In the budget speech for 2012/2013, Maria Kiwanuka, the finance minister, said the regulatory body would be formulated in this financial year. Analysts wonder why the government does not wait for the regulator to be set up before such a huge sum of workers’ money is borrowed. Indeed, Nkote said there should be an advisory body to advise both government and NSSF on how best to deal with the loan issue instead of relying on the new NSSF board.
Not lacking funds
The proposal to borrow from NSSF would probably imply that the government needs money urgently, which some analysts think is not the case.
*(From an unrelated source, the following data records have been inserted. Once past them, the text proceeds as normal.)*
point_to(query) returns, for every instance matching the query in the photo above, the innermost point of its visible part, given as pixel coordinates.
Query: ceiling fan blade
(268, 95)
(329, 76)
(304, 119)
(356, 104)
Last month, Thomas Richardson, the International Monetary Fund (IMF) senior country representative, disapproved of the proposal to borrow workers’ savings from the NSSF at an interest rate below market rates, saying it would compromise the Fund’s ability to pay pension to its members in future.
Richardson argued that Uganda’s real problem is not lack of finances for its projects but rather its lack of capacity to utilise available finances in a timely and efficient manner. He argued that the government has been borrowing large sums of money from international finance agencies like IMF and the World Bank for its infrastructure projects, which ends up sitting in banks due to lack of ready plans to spend it and low absorption capacity. In addition, even the little money allocated to infrastructure from the national budget often remains unused up to the end of the year due to poor implementation and low absorption capacity.
Prof. Barya, who has consulted at the highest level on pension funds in the region, said NSSF money is basically lying there idle because the environment has made it very difficult for the Fund to invest for the long term benefit of workers.
If the investment environment was conducive he added, workers would be more comfortable if the Fund invested the cash in the development of its real estate ventures at Temangalo and Nsimbe Estates.
However, Byarugaba appears to be comfortable with the loan deal, saying government debt is a recognised asset class globally because of the steady coupon payments and guaranteed principal repayment at maturity with minimal risk of default, since the yields on these instruments are determined by the market through a competitive bidding process conducted by the Bank of Uganda. “It is standard procedure for the Fund to undertake extensive credit analysis before investing in any debt instrument.